Выйдя в коридор, он увидел как какая-то худощавого сложения девица в майке и шортах, расписанная как картина экспрессиониста, на повышенных тонах разговаривала с горничной. Вот тебе и приличная гостиница. Пускают кого не попадя. Морщась от коробящих его слух вульгарных выражений, Корнелий постарался покинуть свой этаж как можно быстрее.
Пешком прошелся до цветочного магазина. Купил там нескромных размеров букет алых роз. И отправился в так называемую «Качалку». Неблагополучный район форта, где проживал, наряду со всяким отребьем, объект его романтического и делового интереса.
Хмурые перекачанные местные обитатели провожали его злыми взглядами.
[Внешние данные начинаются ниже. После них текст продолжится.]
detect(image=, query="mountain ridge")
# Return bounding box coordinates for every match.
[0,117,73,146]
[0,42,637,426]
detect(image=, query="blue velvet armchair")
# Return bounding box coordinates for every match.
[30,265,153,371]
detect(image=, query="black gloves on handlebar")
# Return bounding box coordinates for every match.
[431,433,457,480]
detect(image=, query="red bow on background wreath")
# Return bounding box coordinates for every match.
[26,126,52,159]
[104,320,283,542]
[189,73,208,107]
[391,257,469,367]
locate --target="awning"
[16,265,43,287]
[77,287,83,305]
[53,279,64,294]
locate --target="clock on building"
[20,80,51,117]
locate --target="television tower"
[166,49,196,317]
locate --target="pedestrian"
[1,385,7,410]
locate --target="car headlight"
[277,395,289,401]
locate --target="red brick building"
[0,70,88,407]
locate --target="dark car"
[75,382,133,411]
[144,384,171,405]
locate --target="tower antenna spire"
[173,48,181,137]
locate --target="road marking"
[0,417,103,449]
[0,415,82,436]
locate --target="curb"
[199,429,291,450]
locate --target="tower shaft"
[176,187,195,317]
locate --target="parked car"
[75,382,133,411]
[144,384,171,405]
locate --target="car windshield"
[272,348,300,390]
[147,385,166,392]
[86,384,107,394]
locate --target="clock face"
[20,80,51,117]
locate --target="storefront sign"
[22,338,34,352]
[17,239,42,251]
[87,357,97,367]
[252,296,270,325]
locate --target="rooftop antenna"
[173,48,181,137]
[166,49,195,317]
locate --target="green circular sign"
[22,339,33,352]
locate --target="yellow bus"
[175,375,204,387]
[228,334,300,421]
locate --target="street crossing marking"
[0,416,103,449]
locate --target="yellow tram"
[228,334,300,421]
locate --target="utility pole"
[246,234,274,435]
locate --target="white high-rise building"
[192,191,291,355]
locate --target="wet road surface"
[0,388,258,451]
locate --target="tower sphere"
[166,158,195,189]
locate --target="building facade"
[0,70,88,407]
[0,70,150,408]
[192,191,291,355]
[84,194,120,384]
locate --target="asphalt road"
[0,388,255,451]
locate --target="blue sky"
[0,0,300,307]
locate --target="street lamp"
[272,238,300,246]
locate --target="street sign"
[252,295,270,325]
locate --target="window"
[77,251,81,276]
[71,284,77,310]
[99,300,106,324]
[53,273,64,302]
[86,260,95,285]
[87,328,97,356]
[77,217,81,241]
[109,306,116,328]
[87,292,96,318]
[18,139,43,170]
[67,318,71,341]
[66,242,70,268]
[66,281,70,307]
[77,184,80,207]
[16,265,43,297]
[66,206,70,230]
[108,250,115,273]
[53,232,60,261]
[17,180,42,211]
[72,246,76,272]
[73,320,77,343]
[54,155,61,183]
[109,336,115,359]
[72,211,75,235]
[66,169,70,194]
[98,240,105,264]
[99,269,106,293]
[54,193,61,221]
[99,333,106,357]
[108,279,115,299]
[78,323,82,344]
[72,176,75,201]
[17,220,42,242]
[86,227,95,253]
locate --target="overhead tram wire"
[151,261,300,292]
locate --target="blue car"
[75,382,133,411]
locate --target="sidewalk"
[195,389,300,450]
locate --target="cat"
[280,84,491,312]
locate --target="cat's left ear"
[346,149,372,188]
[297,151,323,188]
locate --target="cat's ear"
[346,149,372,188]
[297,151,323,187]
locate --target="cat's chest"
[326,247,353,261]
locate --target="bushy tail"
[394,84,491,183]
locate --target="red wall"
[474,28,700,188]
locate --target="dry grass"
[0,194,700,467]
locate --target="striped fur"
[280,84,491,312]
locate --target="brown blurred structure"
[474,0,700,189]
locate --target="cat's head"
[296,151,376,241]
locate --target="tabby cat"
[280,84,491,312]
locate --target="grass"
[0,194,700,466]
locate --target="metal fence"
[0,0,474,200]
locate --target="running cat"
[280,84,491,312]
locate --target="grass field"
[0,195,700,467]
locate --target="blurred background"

Однако увидев перстень ограненного, максимум что позволяли себе — это плюнуть вслед или пробормать: «Ёханый полицай, опять здесь». Его все это заботило мало. Подданные и граждане, проживавшие в подобных Качалке местах, везде были одинаковы.
Наконец, запутанные переулки вывели его к дверям «Промтоваров». Корнелий в последний раз оглядел себя. Туфли немного запылились, но тут уж ничего не поделаешь. Корнелий поправил и так идеальный пробор. И зашел внутрь, под скрип входной двери, бывший в этом месте, видимо, вместо колокольчика.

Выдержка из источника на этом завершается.